The 2021 The Chocolate Block had been bottled a month before my visit. The Grenache and Cinsault plus part of the Syrah comes from Boekenhoutskloof's own vines and the remainder from purchased fruit. It undergoes whole berry fermentation and aged for 14 months in French barriques and two oak foudres.
This has a much more refined and focused bouquet than the Chocolate Blocks of yore, brambly black fruit mixed with pencil lead and undergrowth. Impressive delineation. The palate is medium-bodied with powdery tannins, well judged acidity, quite structured and sappy towards the finish. Fine length.
Drink 2023 - 2030
Neal Martin, Vinous.com (August 2022)
An inviting nose of pitted cherries, sliced plums, white pepper and tobacco leaf. Medium-bodied with silky tannins. Juicy and savory with nicely ripened red and black fruit. Subtle spice and cocoa undertones. 74% syrah, 10% grenache, 8% cinsault, 7% cabernet sauvignon and 1% viognier. Sustainable. Vegan.
James Suckling, JamesSuckling.com (December 2022)
About this WINE
Boekenhoutskloof is one of the most celebrated of all South African wineries and was indeed voted Winery of the Year 2012 by the influential South African journalist John Platter. Created in 1776 and situated in a remote corner of the beautiful Franschhoek Valley, the estate‘s recent fame dates only from 1993 when new owners completely restored the vineyard and established new plantings of varietals such as Syrah, Cabernet Sauvignon, Grenache and Viognier.
The driving force here is winemaker Marc Kent, a maverick genius with an unswerving commitment to the highest quality in all that he does. The winery is better known for its reds, especially Syrah and Cabernet, but also makes a stunning white from the Semillon grape amongst a small range of whites.
One of the most iconic wines of Boekenhoutskloof is the famed Chocolate Block, a red blend which changes every year according to the vagaries of the vintage, but is largely based on Syrah. The source of the wine’s name remains a mystery, as the estate’s owners refuse to divulge its origin, but the key point is that the wine is sublime.

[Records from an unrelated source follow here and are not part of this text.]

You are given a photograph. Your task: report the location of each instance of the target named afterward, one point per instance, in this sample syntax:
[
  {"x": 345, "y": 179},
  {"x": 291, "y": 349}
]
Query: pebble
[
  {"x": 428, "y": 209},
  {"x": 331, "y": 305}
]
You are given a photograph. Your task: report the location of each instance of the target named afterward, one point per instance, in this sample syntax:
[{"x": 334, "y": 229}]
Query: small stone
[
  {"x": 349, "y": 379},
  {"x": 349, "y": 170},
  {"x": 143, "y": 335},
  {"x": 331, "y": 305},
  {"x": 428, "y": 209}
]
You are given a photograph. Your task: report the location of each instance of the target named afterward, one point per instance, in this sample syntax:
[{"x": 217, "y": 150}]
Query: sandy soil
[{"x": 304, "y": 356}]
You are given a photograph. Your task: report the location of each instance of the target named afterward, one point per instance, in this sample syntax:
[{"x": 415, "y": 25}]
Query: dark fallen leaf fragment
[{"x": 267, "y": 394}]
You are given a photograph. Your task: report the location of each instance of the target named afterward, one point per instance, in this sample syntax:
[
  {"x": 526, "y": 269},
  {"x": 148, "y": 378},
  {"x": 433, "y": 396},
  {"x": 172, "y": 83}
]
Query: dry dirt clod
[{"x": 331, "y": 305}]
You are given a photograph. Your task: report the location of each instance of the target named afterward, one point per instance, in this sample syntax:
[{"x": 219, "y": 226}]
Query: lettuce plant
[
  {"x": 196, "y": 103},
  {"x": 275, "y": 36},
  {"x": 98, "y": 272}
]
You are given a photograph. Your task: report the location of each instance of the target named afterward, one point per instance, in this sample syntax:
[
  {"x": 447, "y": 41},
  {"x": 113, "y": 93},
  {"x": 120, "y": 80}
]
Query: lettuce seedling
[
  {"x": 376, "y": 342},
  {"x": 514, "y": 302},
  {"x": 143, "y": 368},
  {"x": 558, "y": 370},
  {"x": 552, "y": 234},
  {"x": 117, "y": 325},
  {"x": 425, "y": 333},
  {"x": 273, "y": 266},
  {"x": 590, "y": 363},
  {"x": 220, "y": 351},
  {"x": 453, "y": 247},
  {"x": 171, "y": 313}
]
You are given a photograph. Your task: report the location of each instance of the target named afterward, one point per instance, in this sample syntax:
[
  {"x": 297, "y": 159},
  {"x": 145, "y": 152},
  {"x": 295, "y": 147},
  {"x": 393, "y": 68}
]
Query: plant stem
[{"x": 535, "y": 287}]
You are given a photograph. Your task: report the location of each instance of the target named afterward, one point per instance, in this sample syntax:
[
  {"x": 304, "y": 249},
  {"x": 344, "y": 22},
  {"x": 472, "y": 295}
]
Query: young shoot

Franschhoek wine region lies to the west of Stellenbosch in a fertile valley surrounded by the Drakenstein Mountains. The town of Frankschoek was founded by fleeing French Huguenots in 1688, who brought along their winemaking traditions and vines. Franschhoek's warm, temperate climate is perfectly suited to the production of powerful, saturated red wines and concentrated, fruit-driven white wines. The most prominent grapes in the region are Shiraz, Cabernet Sauvignon, Merlot and Pinot Noir.
Today it remains very much a boutique wine region with smallholding producers.
A noble black grape variety grown particularly in the Northern Rhône where it produces the great red wines of Hermitage, Cote Rôtie and Cornas, and in Australia where it produces wines of startling depth and intensity. Reasonably low yields are a crucial factor for quality as is picking at optimum ripeness. Its heartland, Hermitage and Côte Rôtie, consists of 270 hectares of steeply terraced vineyards producing wines that brim with pepper, spices, tar and black treacle when young. After 5-10 years they become smooth and velvety with pronounced fruit characteristics of damsons, raspberries, blackcurrants and loganberries.
It is now grown extensively in the Southern Rhône where it is blended with Grenache and Mourvèdre to produce the great red wines of Châteauneuf du Pape and Gigondas amongst others. Its spiritual home in Australia is the Barossa Valley, where there are plantings dating as far back as 1860. Australian Shiraz tends to be sweeter than its Northern Rhône counterpart and the best examples are redolent of new leather, dark chocolate, liquorice, and prunes and display a blackcurrant lusciousness.
South African producers such as Eben Sadie are now producing world- class Shiraz wines that represent astonishing value for money.